I venti freddi dell’est come il Burjan sono costanti, precisi, diretti come un treno, però abitano nella casa dell’inverno. E noi qui in Italia abbiamo percezioni diverse. Nel Tirreno gli Appenini frenano i venti dell’est e del freddo polare. Nella pianura padana l’anticiclone delle Azzorre e l’alta pressione africana, come in Sicilia e in Sardegna, si attardano e regalano cascate di umidità. Nella parte ionica questi due buontemponi bisticciano con i soffioni del Medio oriente, oscillando tra siccità o gelo come se ogni volta per noi fosse la prima.
Le stesse glaciazioni hanno avuto gioco facile quando i venti delle Azzorre si sono impigriti nell’Atlantico e l’alta pressione africana, timida, è rimasta nel Sahara. Ne traiamo i frutti e le spine, talvolta lo combattiamo. Ma è un incontro truccato. Noi siamo anche fatti di vento, dentro il cuore e nell’emissione della voce, e nel gioco tra timpano e tromba d’Eustachio.
E di tutti i dispiaceri e dolori, sentire il vento che accarezza o spintona i rami, o che viaggia e appare tra i vicoli e i muri delle case, ci informa del tempo, del nostro corpo che da lui è formato, e ci conduce nei luoghi ancora nascosti al nostro sguardo.
Ci nutriamo di vento, siamo nel vento. Perché lui è un indicatore del divenire e del tempo. Noi, uomini fatti di acqua e di polvere, nasciamo con il vento.
Di Rainer Maria Rilke
Il risveglio del vento
Nel colmo della notte, a volte, accade
che si risvegli, come un bimbo, il vento.

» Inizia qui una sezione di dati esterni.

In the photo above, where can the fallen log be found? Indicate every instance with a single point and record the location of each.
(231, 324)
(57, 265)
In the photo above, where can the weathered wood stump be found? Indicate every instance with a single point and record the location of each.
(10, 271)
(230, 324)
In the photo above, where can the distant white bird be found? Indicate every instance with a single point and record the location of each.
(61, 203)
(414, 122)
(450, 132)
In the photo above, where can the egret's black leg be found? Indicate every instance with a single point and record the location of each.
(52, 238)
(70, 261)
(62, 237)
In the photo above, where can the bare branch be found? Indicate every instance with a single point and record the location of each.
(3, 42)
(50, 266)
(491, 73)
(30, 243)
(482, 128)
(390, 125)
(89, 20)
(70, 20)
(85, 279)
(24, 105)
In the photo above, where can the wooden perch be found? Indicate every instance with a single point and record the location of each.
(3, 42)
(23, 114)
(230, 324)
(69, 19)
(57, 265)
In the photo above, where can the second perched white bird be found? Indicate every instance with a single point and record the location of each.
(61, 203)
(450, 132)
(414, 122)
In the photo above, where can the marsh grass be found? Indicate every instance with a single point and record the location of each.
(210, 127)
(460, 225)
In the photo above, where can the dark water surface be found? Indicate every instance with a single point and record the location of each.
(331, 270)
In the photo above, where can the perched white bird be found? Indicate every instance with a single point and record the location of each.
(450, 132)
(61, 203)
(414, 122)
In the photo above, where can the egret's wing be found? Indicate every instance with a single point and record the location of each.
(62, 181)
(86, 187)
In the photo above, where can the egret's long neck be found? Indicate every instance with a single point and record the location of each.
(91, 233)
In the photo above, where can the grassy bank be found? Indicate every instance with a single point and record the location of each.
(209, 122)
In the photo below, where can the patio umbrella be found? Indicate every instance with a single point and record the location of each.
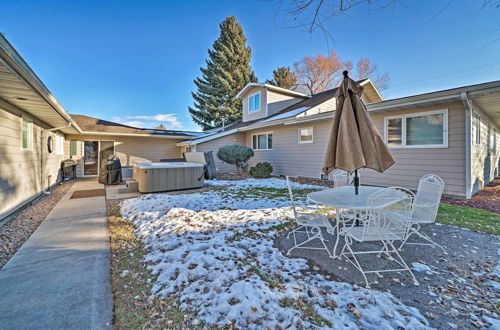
(354, 140)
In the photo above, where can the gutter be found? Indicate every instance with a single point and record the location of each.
(135, 135)
(468, 122)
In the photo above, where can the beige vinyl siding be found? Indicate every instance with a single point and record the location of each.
(247, 116)
(278, 101)
(290, 158)
(413, 163)
(484, 164)
(24, 174)
(131, 150)
(214, 145)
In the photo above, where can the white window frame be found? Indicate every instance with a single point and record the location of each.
(477, 140)
(260, 101)
(30, 134)
(267, 141)
(492, 143)
(403, 130)
(299, 134)
(59, 145)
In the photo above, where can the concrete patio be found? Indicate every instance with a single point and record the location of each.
(60, 276)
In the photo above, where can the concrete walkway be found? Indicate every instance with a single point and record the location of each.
(59, 279)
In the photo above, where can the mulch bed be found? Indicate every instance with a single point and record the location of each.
(88, 193)
(19, 228)
(487, 199)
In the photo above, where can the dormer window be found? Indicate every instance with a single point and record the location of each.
(254, 102)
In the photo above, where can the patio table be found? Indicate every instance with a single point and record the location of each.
(343, 198)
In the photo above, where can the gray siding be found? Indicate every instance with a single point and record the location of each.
(131, 150)
(247, 116)
(214, 145)
(484, 162)
(24, 174)
(411, 164)
(277, 102)
(290, 158)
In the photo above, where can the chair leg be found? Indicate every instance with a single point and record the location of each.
(416, 231)
(315, 234)
(427, 238)
(356, 262)
(295, 230)
(402, 262)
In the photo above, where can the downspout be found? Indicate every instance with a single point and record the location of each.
(42, 163)
(468, 122)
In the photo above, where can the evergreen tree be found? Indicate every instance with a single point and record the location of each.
(227, 71)
(283, 77)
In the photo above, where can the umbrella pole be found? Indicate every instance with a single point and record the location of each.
(356, 183)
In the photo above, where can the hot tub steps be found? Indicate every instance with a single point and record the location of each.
(130, 186)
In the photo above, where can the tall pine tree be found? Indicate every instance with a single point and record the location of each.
(283, 77)
(227, 71)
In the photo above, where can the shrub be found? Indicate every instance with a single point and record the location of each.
(235, 154)
(261, 170)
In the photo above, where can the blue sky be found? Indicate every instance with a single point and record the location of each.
(135, 61)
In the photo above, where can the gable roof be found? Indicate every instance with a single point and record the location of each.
(270, 87)
(91, 125)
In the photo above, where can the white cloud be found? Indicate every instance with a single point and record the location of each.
(170, 121)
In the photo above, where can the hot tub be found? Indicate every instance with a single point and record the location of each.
(155, 177)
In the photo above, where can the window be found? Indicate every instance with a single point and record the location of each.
(492, 144)
(476, 129)
(73, 148)
(26, 134)
(395, 131)
(262, 141)
(421, 130)
(306, 135)
(59, 145)
(254, 102)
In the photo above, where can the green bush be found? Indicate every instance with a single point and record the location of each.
(235, 154)
(261, 170)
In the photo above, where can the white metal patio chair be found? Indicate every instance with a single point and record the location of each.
(309, 222)
(425, 207)
(340, 178)
(385, 221)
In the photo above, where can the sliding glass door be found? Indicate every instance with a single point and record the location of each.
(90, 157)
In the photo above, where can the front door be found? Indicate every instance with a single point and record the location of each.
(94, 153)
(90, 157)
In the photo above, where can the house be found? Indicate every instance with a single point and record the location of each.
(453, 133)
(30, 117)
(100, 138)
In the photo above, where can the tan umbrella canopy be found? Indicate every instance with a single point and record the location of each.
(354, 140)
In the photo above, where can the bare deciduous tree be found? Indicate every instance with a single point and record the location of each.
(319, 73)
(366, 69)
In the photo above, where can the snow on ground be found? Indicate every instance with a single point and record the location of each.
(215, 252)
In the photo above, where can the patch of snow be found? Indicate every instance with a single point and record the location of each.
(493, 323)
(202, 252)
(494, 284)
(421, 268)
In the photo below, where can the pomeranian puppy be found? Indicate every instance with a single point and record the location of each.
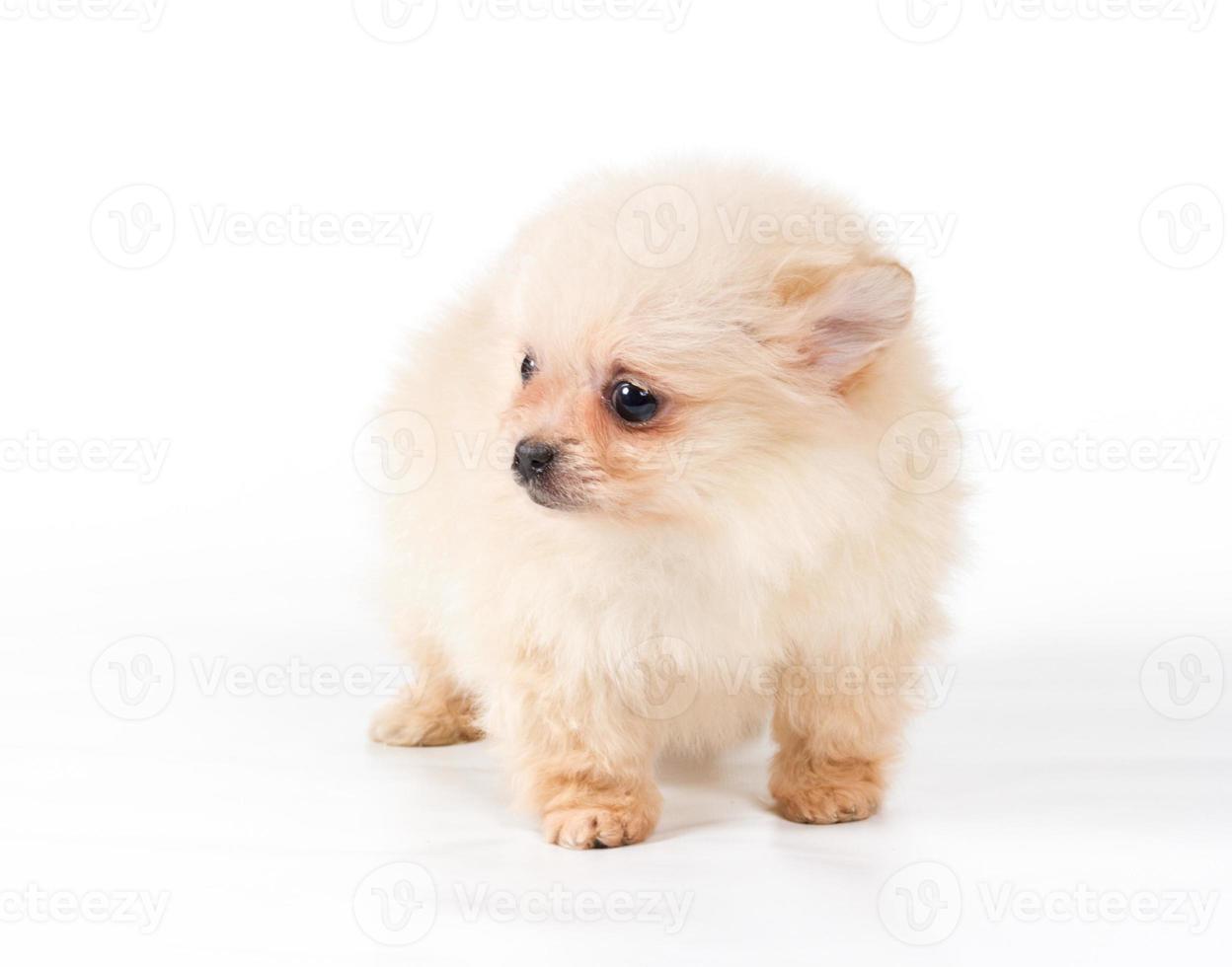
(669, 501)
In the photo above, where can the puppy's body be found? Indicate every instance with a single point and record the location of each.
(741, 555)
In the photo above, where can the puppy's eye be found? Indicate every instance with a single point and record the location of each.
(632, 403)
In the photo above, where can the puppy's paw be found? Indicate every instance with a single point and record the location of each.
(590, 827)
(403, 722)
(825, 804)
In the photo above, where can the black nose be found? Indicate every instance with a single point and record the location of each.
(531, 459)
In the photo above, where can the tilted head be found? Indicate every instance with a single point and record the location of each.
(674, 335)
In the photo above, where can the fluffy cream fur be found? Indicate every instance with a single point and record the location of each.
(693, 576)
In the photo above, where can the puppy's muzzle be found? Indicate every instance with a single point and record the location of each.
(531, 460)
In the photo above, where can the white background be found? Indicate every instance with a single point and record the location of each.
(1063, 311)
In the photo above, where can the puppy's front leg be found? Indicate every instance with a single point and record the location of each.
(586, 767)
(835, 735)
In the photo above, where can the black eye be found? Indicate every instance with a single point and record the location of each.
(632, 403)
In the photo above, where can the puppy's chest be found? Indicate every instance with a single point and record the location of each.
(616, 610)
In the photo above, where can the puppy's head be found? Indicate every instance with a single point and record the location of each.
(640, 388)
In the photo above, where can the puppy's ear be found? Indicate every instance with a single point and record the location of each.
(844, 316)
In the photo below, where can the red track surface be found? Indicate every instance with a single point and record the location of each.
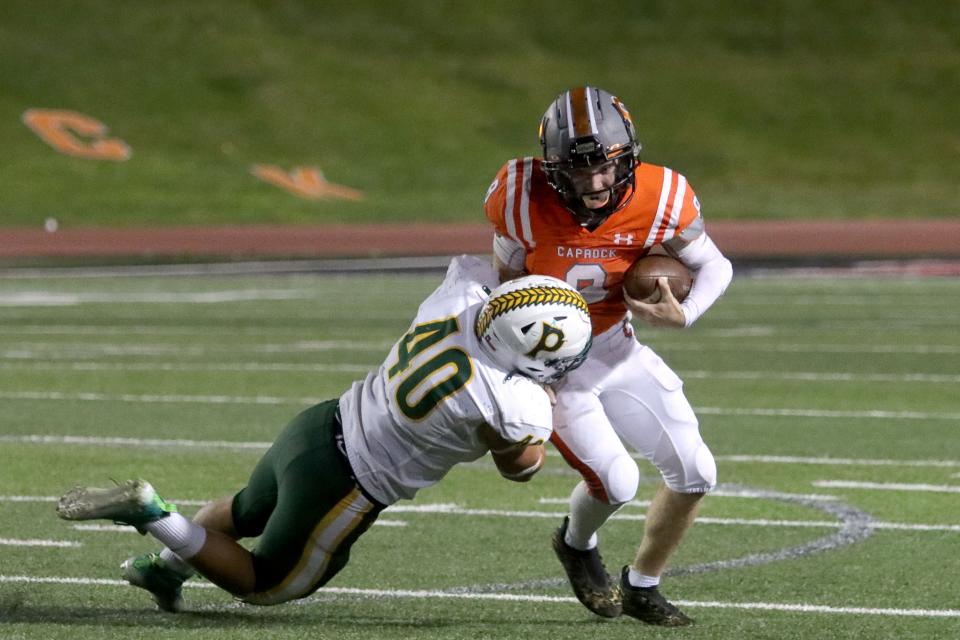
(775, 239)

Solo, pian piano, vien per il sentiero,
penetra nel villaggio addormentato.
Striscia, guardingo, sino alla fontana;
poi si sofferma, tacito, in ascolto.
Pallide stan tutte le case, intorno;
tutte le querce mute.
La poesia è presa QUI
E il vento è sempre bambino, nasce ogni volta. Poco educato all’inizio. Vuole sempre giocare. Selvatico, irriverente, dispettoso, tremendo ogni tanto, ma porta sempre innumerevoli doni da una parte all’altra del globo.